1. Systems with and without memory:

  • Def: A system is said to be memoryless if its output for each value of the independent variable at a given time is dependent only on the input at that same time.
  • Proving: This is very simple and can be done by visual inspection alone. If there is any kind of phase shift, the systems depends on values other than the input at that current time and is NOT memoryless. Also, if the system is described by an accumulator or summer again it depends of values other than the input at the current time and is NOT memoryless. Note that in a system comprised of the linear combination of sub-systems if any one of the sub-systems is memoryless than the entire system is memoryless.

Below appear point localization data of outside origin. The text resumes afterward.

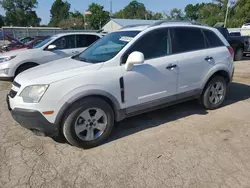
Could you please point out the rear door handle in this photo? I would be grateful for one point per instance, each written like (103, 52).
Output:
(171, 66)
(209, 58)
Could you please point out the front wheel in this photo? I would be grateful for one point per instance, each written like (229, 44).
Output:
(88, 123)
(215, 93)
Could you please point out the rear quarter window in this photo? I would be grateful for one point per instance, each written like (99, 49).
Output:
(213, 40)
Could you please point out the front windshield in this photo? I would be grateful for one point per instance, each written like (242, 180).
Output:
(39, 45)
(107, 47)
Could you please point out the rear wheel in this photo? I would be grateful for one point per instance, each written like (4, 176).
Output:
(25, 67)
(88, 123)
(214, 93)
(238, 54)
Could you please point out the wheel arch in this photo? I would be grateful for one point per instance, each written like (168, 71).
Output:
(222, 72)
(109, 98)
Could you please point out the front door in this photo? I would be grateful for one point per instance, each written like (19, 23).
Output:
(189, 49)
(155, 81)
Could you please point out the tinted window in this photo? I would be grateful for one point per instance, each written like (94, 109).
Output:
(85, 40)
(66, 42)
(152, 45)
(187, 39)
(213, 39)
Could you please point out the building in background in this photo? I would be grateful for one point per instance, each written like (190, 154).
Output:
(116, 24)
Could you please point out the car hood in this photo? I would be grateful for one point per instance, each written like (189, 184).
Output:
(55, 71)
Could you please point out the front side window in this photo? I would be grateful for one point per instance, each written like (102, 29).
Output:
(187, 39)
(213, 39)
(107, 47)
(65, 42)
(85, 40)
(153, 45)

2. Time Invariant Systems:

  • Def: A system is time invariant if a time shift in the input signal results in an identical time shift in the output signal.
  • Proving: In equation form, the system y(t) = x(t) is time invariant if y(t-to) = x(t-to). Plug in "t-to" for all "t's" in the system. Simplify. If the end result is just a time delay, then the system is time invariant. The easy way--if there are any "t's" outside the function x(t) [i.e. t*x(t)]? the system must NOT be time invariant.

3. Linear Systems:

  • Def: A system is linear if any output can be derived from the sum of the products of an output and constant and another output and constant. In equation form for y(t) = x(t) with outputs y1, y2, and y3: $ y_3(t) = a\cdot y_1(t) + b\cdot y_2(t) $
  • Proving: Use the equation above to prove. Example 1.17 in the text shows a nice overview. Basically, consider two arbitrary inputs and their respective outputs. A third input is considered to be a linear combination of the first two inputs. Write the output and substitute the third input for the linear combination. Separate the a and b variables. If you can arrange the equation so that the output of the third input is the linear combination of the first two outputs, then the system is linear.

4. Causal Systems:

  • Def: A system is causal if the output at any time depends only on the values of the input at the present time and in the past.
  • Proving: Consider each component of the system separately. If there is no time delay, the systems depends only on the present time and is causal. If there is a time delay, determine whether it is in past or future time. If it is past time, then the system is causal. When the systems is rotated over the y-axis [i.e. x(-t)]? then if is possible for some values of t that the system is in past time and for others in future. Determine these values. The system is causal for the values of past time as well as for the value of present time and else is NOT causal.

5. Stable Systems:

  • Def: A system is stable if a bounded input function yields a bounded output function.
  • Proving: Consider y(t) = x(t). If the input function is bounded then $ |x(t)| < \epsilon $. Consider the end behavior of all combinations of minimum and maximum values for x(t). If it is bounded, then y(t) IS stable. (Look at Example 1.13 in the text for further instruction).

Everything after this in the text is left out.